In that case why not go for 8 cores for 2/3 of that? Isn't that similar to xbox360, and greater than Wii U? (i may be wrong it's just what Igoogled) Seems plenty for a handheld, but I don't expect a huge 'western AAA' push like some people. Yes Square Enix is talking about DQXI but there's no reason to expect that to be a super cpu heavy game.
It's not a matter of absolute power, but rather getting as close to the NX console as possible within the thermal and die size constraints of a handheld.
Two rules of microprocessor hardware design point to many A53s being the optimal configuration:
- A larger number of smaller cores will in general outperform a smaller number of larger cores at highly parallelisable workloads in the same die area (a straightforward corollary of
Pollack's Rule).
- A larger number of lower-clocked cores will in general outperform a smaller number of higher-clocked cores at highly parallelisable workloads in the same thermal limit (a result of the convexity of power consumption wrt clock speeds).
Videogame logic is becoming increasingly parallelised (as a result of PS4/XBO and PC hardware developments), but isn't fully
embarrassingly parallel, so the question becomes:
"How many hardware threads would developers practically be able to make use of?"
Take your answer to that, add a couple of threads for OS functions, and you have your optimal number of threads X (and in the case of single-threaded cores like we're discussing, cores). Then, take the highest performing cores that would provide X hardware threads in your available die area, and clock them at whatever speeds allow them to fit within your thermal limits.
I would argue that, with developers currently utilising 7 hardware threads on PS4/XBO without great issue, they should be able to make the most out of 10 threads if they were provided them, but more than that may be stretching it. Add two threads for OS duties and you have 12 threads/cores altogether.
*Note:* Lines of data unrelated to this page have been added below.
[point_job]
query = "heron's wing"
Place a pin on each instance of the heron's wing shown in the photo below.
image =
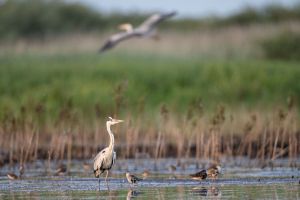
(153, 20)
(116, 38)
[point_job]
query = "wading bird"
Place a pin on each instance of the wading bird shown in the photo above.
(211, 172)
(105, 159)
(12, 176)
(199, 175)
(132, 179)
(146, 29)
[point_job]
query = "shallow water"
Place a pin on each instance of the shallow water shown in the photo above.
(234, 183)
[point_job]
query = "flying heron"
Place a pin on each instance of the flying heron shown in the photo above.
(144, 30)
(105, 159)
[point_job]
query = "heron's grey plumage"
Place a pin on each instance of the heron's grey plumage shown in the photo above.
(145, 29)
(105, 159)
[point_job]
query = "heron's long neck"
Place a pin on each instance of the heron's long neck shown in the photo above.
(111, 135)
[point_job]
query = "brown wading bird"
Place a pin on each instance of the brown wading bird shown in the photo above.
(199, 175)
(146, 29)
(211, 172)
(105, 159)
(132, 179)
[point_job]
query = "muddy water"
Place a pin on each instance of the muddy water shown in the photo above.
(236, 182)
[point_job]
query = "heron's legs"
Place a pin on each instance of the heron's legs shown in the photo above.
(106, 179)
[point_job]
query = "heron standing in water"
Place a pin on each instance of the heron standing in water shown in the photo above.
(105, 159)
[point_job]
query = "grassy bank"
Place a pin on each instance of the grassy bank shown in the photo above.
(55, 106)
(86, 81)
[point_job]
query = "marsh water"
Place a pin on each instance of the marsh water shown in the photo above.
(239, 180)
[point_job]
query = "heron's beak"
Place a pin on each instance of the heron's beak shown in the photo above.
(119, 120)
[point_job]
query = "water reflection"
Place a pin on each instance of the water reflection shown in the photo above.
(132, 194)
(207, 191)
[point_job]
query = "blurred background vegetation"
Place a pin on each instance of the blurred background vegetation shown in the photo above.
(48, 57)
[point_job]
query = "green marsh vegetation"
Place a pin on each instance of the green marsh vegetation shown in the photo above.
(205, 92)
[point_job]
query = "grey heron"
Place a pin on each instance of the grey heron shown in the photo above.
(144, 30)
(105, 159)
(211, 172)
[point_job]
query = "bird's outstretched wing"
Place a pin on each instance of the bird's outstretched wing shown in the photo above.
(144, 29)
(153, 20)
(116, 38)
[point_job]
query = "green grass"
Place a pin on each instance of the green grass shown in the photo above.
(84, 81)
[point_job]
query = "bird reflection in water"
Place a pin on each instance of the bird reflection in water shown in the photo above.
(132, 194)
(210, 191)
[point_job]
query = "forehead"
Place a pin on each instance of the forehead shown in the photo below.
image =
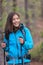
(15, 16)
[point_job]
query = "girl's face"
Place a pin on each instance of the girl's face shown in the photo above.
(16, 20)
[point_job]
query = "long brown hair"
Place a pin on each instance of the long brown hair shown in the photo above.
(9, 25)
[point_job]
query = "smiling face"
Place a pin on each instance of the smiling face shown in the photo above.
(16, 20)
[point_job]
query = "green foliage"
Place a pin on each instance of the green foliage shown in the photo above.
(37, 53)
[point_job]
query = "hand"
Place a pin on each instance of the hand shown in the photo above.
(3, 45)
(21, 40)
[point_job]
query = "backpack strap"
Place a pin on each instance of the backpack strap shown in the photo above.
(23, 31)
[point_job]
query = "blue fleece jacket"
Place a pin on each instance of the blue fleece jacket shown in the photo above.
(15, 46)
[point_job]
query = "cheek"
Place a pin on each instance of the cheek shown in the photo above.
(13, 21)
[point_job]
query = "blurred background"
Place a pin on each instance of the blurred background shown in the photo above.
(31, 12)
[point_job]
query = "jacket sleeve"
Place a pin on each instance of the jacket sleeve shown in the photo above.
(6, 42)
(28, 44)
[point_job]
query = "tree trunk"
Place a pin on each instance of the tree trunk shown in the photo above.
(42, 8)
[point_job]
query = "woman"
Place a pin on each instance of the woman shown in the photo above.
(14, 41)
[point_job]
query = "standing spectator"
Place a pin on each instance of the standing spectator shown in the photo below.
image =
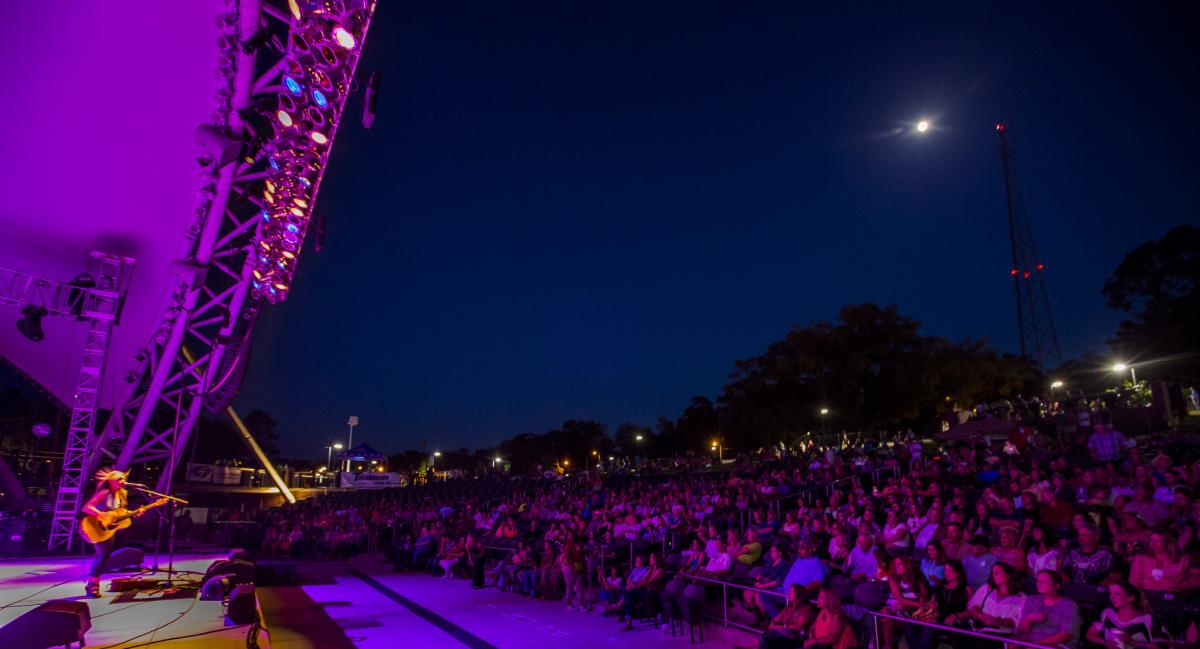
(475, 554)
(1107, 444)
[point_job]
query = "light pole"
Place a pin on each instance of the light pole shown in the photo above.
(329, 451)
(349, 440)
(1054, 386)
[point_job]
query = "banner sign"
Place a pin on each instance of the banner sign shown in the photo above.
(199, 473)
(226, 475)
(370, 480)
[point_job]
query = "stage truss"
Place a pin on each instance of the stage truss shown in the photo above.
(196, 356)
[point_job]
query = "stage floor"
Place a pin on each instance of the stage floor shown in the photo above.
(123, 619)
(376, 607)
(359, 604)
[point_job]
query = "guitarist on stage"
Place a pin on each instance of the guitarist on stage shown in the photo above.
(109, 496)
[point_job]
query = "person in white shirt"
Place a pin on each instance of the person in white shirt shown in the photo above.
(999, 604)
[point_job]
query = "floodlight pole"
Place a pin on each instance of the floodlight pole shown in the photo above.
(349, 442)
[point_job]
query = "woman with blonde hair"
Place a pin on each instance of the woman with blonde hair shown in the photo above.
(109, 496)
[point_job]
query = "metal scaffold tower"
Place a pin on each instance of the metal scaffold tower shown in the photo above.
(1035, 322)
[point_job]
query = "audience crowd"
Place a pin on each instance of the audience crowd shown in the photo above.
(1085, 539)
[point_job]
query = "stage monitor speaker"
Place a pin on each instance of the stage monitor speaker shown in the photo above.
(57, 623)
(276, 572)
(126, 558)
(239, 572)
(243, 605)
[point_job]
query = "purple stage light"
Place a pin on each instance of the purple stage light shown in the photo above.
(323, 52)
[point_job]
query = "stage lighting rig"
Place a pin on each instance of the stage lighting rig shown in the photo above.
(323, 50)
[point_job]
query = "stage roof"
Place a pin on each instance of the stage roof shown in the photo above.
(101, 106)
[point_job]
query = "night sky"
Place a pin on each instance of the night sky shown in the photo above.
(592, 209)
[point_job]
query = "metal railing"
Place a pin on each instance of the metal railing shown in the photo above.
(995, 637)
(725, 598)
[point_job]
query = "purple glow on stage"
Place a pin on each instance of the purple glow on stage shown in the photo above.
(119, 176)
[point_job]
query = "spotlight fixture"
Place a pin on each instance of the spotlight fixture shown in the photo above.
(31, 324)
(343, 37)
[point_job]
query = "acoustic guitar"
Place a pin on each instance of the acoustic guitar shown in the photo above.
(96, 529)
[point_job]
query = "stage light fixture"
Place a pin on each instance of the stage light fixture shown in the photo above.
(343, 37)
(30, 325)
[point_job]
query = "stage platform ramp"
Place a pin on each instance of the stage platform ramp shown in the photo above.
(124, 620)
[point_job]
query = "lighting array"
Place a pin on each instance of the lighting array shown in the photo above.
(323, 49)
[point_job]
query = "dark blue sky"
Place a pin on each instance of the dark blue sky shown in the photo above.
(593, 209)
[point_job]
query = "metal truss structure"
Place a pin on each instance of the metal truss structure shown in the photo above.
(197, 355)
(100, 305)
(1035, 322)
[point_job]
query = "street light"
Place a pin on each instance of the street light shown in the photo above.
(329, 451)
(1133, 371)
(352, 422)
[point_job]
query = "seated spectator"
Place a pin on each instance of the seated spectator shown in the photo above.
(612, 589)
(933, 565)
(790, 629)
(1144, 505)
(1129, 539)
(1049, 618)
(910, 598)
(953, 542)
(997, 605)
(1090, 563)
(928, 529)
(1054, 510)
(637, 589)
(1127, 623)
(897, 538)
(545, 575)
(772, 577)
(953, 594)
(1008, 551)
(751, 551)
(861, 564)
(718, 564)
(1162, 566)
(978, 562)
(1043, 553)
(829, 630)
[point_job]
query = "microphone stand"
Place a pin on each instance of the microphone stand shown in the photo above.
(171, 532)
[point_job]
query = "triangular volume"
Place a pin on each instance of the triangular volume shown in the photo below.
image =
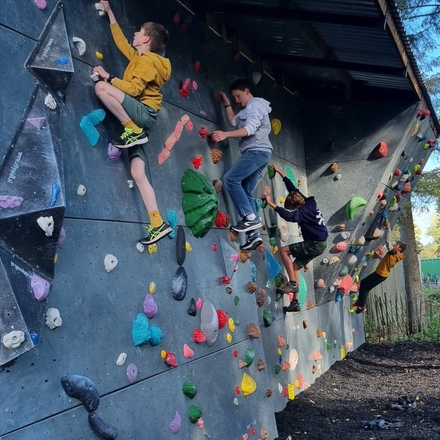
(51, 60)
(11, 319)
(230, 257)
(23, 235)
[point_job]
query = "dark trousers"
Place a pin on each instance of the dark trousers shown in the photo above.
(367, 284)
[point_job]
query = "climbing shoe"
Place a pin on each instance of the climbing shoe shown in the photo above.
(129, 139)
(252, 242)
(245, 225)
(293, 307)
(291, 287)
(155, 234)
Twelve A72 cores would obviously be too large for a handheld SoC, but twelve A53 cores should be fine, taking up about 8.13mm² at 14nm
[source]. Assuming 14LPP achieves a 15% reduction in power consumption over 14LPE, and the first graph on
this page is accurate, then a 1W thermal limit for the CPU would allow 1GHz speeds for those 12 A53 cores. (The thermal limit could of course be lower, so for example at 700mW you'd have a clock of 800MHz).